Dan apa yang kita lakukan dengan mobil bertenaga gas? Anda mungkin pernah melihat iklan GM Super Bowl yang aneh di mana Will Ferrell dan teman-teman selebritasnya menginvasi Norwegia karena sangat sukses dalam menjual kendaraan listrik. Apa yang tidak disebutkan dalam iklan tersebut adalah alasan mengapa begitu banyak orang Norwegia membeli kendaraan listrik – negara tersebut telah memberlakukan pajak yang tinggi pada mobil bertenaga gas, mempercepat transformasi ke masa depan yang lebih bersih. Haruskah kita mengikuti jejaknya?

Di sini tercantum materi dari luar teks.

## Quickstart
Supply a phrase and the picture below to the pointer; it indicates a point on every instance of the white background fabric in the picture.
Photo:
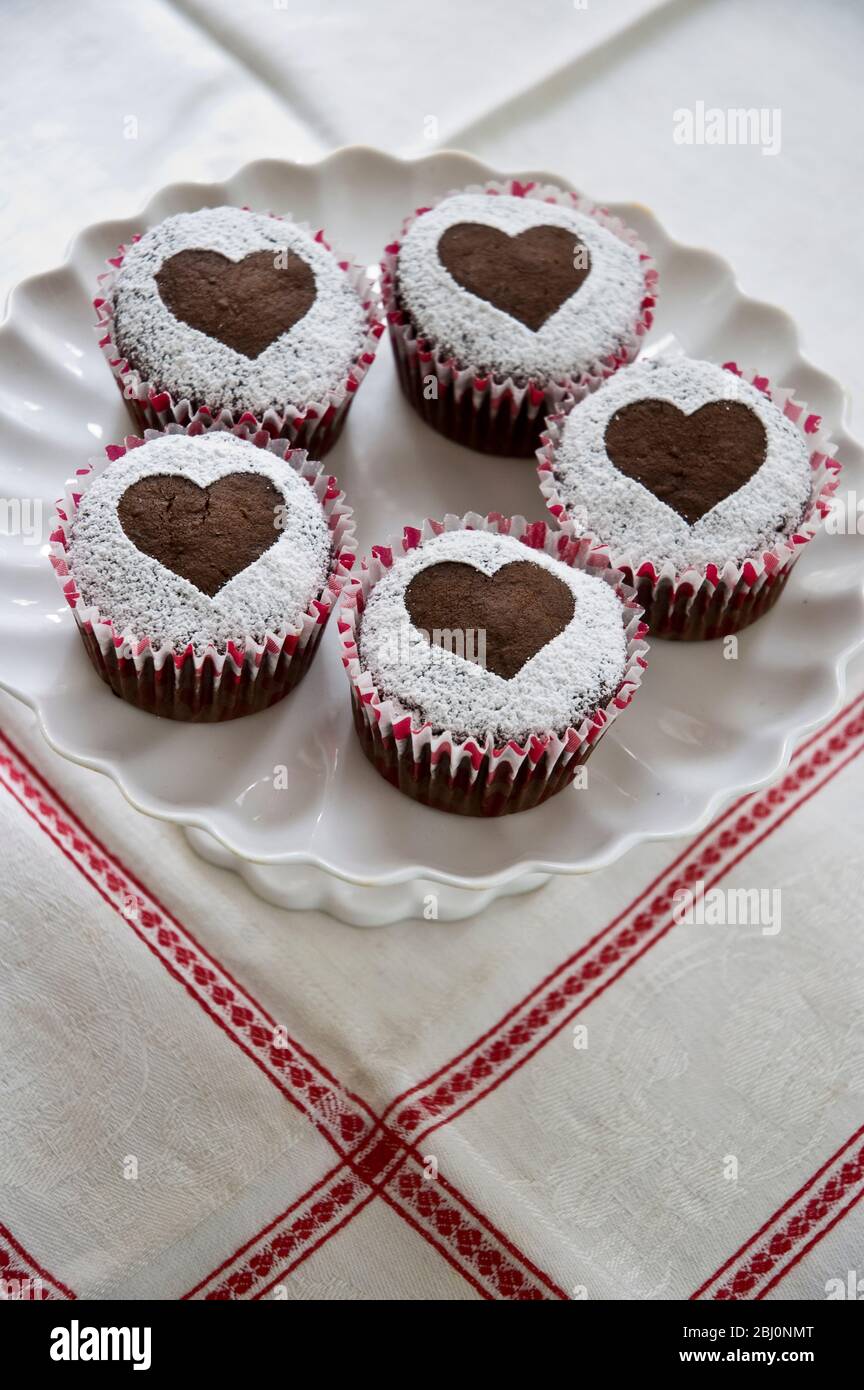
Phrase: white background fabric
(602, 1166)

Semua pertanyaan ini akan mempengaruhi kelangsungan bisnis mobil listrik. Perhatikan bahwa bahkan Tesla tidak pernah mendapat untung hanya dengan menjual mobil. Perusahaan ini telah mengumpulkan banyak sekali kredit regulasi tanpa emisi yang dijualnya kepada pembuat mobil lain; pada tahun 2020 Tesla menghasilkan lebih dari $ 1,6 miliar melalui kredit, yang tanpanya bisnisnya akan membukukan kerugian bersih.

Lalu ada semua masalah dengan mobil yang tidak bisa diperbaiki oleh motor listrik. Mobil memiliki permintaan yang tak pernah terpuaskan untuk jalan raya dan ruang kota, memenuhi kota-kota kita untuk penggunaan yang hampir eksklusif. Mereka mahal dan tidak efisien – gagasan konyol membayar ribuan dolar setahun untuk mesin yang kebanyakan diparkir tidak kalah konyolnya karena mobil sedang diisi saat diparkir. Dan apakah mobil kita ditenagai oleh elektron atau minyak bumi, kemungkinan lebih dari 1 juta orang di seluruh dunia akan terus meninggal dalam kecelakaan setiap tahun.

Bisakah kita memperbaiki masalah ini dengan teknologi yang lebih canggih? Mungkin suatu hari nanti. Tapi kami akan membuat kemajuan yang lebih baik jika kami mengidentifikasi masalah yang benar: Bukan bensin, tapi mobil.